Pakistan has decided to appeal against the International Tennis Federation (ITF) after they decided to shift the Davis Cup clash against India scheduled for later this month to a neutral venue after a security review advised against hosting the tie in Pakistan due to boiling tensions between the two countries.
The Pakistan Tennis Federation (PTF) president Salim Saifullah mentioned that the event-free opening of the Kartarpur corridor that had Indian Prime Minister Narendra Modi in attendance is an indicator that Pakistan is well-equipped to host India in the Davis Cup tie.
Pakistan were scheduled to host the Asia Oceania Group-I Tie in September in Islamabad, but after the All India Tennis Association (AITA) requested the tie to be shifted from the country, the ITF reviewed the security arrangements and decided that it will be held at a neutral venue.
The PTF had earlier blamed the AITA and the ITF for reducing their stature with the move, but the governing body were well within their rights to take the step. According to the Davis Cup Rules and Regulations, rule 30.2.5 states that if at any point the Davis Cup committee feels that it is not possible for the rival team to reach or play at the venue chosen due top war, political unrest or terrorism, the clash may be held at another venue.

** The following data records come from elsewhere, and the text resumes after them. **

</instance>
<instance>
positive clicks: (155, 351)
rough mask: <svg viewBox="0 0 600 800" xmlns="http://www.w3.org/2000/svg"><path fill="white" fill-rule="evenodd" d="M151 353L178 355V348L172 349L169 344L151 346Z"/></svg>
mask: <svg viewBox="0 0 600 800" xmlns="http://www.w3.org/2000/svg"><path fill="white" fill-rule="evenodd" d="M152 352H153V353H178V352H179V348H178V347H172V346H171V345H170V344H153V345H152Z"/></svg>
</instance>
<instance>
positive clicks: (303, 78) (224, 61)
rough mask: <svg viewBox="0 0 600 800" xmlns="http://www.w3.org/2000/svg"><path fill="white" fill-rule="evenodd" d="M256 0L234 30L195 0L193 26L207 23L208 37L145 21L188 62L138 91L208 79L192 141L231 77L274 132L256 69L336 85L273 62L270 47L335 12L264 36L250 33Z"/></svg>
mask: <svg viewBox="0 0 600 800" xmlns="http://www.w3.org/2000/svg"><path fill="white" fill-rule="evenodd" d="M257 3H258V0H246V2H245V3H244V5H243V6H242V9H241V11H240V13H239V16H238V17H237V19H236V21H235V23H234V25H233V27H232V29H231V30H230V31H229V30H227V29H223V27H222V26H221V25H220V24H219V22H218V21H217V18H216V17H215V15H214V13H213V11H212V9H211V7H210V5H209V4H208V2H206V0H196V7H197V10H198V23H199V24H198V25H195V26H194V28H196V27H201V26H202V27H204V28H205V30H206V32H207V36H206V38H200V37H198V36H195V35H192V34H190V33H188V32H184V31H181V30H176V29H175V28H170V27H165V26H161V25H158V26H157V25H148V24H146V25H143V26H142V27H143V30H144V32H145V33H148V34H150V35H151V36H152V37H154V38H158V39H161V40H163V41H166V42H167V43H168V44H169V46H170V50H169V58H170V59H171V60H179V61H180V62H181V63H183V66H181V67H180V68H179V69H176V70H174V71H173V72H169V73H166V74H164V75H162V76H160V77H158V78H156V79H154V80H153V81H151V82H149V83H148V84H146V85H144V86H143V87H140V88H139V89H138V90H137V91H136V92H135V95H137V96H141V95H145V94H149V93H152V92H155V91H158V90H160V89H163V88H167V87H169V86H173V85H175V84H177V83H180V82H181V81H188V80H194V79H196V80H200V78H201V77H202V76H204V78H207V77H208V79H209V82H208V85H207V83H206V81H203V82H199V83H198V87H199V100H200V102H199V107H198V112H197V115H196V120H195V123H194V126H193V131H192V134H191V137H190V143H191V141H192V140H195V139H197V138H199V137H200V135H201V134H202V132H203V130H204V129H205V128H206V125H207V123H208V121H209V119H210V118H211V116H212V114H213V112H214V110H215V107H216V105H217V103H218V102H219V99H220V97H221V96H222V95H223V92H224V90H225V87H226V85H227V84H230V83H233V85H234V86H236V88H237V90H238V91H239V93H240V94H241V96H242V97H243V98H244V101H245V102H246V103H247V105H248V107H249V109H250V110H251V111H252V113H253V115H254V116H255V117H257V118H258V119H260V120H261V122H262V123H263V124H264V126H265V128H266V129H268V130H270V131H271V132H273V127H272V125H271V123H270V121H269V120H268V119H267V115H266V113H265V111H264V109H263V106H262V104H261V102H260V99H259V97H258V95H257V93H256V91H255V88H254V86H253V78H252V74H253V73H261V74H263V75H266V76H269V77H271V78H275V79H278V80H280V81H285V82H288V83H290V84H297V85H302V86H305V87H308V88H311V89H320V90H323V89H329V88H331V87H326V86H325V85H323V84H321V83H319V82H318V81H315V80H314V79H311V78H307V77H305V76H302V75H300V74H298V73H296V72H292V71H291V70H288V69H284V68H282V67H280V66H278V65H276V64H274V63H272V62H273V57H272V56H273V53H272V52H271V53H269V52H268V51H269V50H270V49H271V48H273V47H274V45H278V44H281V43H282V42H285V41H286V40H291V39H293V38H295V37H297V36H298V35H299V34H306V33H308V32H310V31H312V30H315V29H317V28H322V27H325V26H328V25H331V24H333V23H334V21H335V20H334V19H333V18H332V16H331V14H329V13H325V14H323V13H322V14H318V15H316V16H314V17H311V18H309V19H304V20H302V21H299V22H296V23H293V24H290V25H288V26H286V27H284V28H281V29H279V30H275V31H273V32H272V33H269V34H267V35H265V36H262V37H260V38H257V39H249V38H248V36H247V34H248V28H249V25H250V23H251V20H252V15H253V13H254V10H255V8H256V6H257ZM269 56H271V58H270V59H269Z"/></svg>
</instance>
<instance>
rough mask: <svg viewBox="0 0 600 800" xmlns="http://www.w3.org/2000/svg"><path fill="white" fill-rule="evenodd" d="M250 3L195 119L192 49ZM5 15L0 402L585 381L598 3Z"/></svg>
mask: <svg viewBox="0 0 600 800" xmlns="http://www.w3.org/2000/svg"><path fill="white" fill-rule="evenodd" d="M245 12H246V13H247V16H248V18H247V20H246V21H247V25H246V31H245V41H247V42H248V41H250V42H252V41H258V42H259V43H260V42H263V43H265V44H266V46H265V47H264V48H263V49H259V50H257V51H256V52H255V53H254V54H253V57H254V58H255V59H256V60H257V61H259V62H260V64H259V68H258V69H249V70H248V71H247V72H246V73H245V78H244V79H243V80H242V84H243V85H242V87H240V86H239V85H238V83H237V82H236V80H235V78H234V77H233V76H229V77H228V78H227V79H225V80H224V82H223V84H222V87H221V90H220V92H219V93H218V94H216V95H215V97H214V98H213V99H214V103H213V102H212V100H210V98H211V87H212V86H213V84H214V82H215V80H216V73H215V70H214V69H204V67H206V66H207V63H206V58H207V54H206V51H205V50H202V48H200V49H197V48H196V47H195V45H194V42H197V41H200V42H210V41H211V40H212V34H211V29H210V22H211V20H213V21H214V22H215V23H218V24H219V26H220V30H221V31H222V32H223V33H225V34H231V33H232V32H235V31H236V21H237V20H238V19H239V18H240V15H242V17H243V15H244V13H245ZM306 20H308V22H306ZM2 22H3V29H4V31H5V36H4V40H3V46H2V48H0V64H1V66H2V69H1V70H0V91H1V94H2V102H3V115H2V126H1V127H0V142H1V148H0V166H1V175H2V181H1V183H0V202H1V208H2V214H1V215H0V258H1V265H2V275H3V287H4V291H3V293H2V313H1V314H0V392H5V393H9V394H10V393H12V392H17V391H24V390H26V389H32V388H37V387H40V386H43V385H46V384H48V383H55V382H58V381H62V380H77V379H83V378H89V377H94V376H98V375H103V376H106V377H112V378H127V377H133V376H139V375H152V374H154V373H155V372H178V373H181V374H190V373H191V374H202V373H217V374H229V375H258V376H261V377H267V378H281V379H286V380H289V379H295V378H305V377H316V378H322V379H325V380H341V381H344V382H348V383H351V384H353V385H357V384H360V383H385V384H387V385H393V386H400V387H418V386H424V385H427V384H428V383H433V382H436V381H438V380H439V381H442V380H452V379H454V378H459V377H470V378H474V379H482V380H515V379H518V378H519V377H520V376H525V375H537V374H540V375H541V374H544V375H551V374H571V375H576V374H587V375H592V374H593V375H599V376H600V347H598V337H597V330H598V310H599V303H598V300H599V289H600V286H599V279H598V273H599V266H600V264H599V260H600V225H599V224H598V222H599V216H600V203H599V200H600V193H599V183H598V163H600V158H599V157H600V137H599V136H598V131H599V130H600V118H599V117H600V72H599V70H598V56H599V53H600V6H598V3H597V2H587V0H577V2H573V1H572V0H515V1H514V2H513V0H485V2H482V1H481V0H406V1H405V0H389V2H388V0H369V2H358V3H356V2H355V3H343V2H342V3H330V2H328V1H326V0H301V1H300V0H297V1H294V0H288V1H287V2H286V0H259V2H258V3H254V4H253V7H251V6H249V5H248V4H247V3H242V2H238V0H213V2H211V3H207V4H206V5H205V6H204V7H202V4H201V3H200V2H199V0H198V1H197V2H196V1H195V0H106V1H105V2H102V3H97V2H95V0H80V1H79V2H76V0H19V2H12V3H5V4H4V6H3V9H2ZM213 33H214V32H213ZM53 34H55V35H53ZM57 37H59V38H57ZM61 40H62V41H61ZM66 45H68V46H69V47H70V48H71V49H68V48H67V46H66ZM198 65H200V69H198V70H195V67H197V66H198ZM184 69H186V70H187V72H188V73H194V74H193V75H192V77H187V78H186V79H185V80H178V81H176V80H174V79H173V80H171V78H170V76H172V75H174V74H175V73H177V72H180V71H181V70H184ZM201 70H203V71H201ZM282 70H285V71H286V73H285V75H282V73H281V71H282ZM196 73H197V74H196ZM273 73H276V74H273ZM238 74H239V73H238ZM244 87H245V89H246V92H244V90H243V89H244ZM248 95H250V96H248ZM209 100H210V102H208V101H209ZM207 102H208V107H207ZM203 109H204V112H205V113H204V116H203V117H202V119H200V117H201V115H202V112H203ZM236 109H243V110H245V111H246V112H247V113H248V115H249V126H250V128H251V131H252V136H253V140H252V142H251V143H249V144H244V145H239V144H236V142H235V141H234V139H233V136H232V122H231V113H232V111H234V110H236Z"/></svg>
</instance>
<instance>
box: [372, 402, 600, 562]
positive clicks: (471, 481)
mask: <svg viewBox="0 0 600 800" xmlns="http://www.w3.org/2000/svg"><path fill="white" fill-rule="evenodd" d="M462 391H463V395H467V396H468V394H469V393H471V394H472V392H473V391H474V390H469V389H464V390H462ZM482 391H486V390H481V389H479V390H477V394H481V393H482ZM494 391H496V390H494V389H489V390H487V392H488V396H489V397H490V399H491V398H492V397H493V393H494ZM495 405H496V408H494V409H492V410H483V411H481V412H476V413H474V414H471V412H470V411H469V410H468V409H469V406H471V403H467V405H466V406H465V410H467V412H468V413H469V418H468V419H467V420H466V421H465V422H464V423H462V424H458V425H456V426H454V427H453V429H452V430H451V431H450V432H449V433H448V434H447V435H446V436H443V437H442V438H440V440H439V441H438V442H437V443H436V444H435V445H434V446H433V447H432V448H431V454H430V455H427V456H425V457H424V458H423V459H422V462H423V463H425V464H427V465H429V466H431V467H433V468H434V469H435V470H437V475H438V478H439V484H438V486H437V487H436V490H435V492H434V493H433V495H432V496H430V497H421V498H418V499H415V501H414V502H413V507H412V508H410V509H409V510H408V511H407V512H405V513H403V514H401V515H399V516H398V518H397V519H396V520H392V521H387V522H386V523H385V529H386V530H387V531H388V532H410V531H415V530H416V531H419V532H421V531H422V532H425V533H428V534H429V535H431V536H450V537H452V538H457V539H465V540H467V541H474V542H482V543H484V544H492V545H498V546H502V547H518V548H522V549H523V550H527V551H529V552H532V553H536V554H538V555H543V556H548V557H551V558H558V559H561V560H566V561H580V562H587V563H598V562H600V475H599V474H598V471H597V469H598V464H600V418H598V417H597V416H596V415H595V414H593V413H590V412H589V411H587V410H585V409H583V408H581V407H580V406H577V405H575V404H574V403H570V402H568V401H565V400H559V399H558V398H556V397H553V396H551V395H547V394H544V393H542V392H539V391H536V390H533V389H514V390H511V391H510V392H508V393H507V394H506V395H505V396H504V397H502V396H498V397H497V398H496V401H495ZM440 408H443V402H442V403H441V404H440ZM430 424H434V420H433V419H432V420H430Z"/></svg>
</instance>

Further, rule 30.2.7 adds that if the hosts appeal, the appeal shall not take the form of a de novo review but shall be limited to a consideration of whether the decision being appealed was erroneous. Pakistan’s chances, thus, of getting the appeal reversed look slim.
No Indian Davis Cup side has travelled to Pakistan since 1964, which India had won 4-0. The last tie between the two teams was held in Mumbai in 2006, which was also won by India 3-2.